Health officials confirmed 30 new cases of COVID-19 yesterday, taking the total number of cases to 1,119.
As of yesterday, there were 964 active cases.
Chief Medical Officer Dr. Pearl McMillian said before health officials can make recommendations of restrictions, it must first look at key indicators, including testing and health sector capacity, to determine the way forward on further restrictions.
“We are recognizing that we are fast coming to the point of having to actually make a recommendation,” McMillian said.
“We are reviewing the data that is on hand and looking toward additional data that we will have utilizing our Sharepoint contact tracing software to be able to give a proper recommendation.”
Asked whether officials are considering restricting essential services as well, McMillian said she hopes that that recommendation is not necessary.
Cases continue to spike
McMillian yesterday revealed that there has been a 41 percent increase in coronavirus cases over the last week, with The Bahamas recording 356 cases this week.
She said the number of cases in the country is still on an uptick.

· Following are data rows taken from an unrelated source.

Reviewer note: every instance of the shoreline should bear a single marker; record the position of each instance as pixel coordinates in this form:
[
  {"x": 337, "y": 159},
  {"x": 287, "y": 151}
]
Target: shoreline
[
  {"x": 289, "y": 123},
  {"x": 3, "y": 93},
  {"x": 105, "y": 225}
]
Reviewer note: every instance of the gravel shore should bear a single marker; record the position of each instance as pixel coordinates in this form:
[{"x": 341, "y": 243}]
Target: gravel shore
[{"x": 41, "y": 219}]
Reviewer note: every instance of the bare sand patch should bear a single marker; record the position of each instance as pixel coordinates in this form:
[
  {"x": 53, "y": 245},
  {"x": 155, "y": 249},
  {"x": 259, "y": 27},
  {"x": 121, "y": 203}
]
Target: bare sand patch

“When we look specifically at New Providence, there continues to be a spike in new cases,” McMillian said.
“We are not seeing the impact of the lockdown in New Providence as yet.”
She explained that among the reasons that officials are not seeing a decline in cases as expected during the lockdown period is because people who have been exposed prior to the lockdown and are just now presenting to health facilities.
She also pointed to the backlog in lab capacity output and samples taken prior to the lockdown which is now being reflected in the daily numbers.
Additionally, McMillian said increased contact tracing is now identifying presymptomatic, asymptomatic, and symptomatic cases.
She said there has been a shift in the age profile in the COVID-19 cases in The Bahamas.
Sixty-one percent of the cases are clustered around people aged 20 to 50-years-old.
Officials also revealed that there are now two additional COVID-19 deaths, taking the number of deaths to 17.
There are eight deaths under investigation at this time – four in New Providence and four in Grand Bahama.
The recovery rate stands at 12 percent.
Overall, there are now 570 confirmed cases in New Providence, 446 in Grand Bahama, 45 in Bimini, 31 in Abaco, 12 in the Berry Islands, eight in Cat Island, five in Exuma, one in Eleuthera and one in Inagua.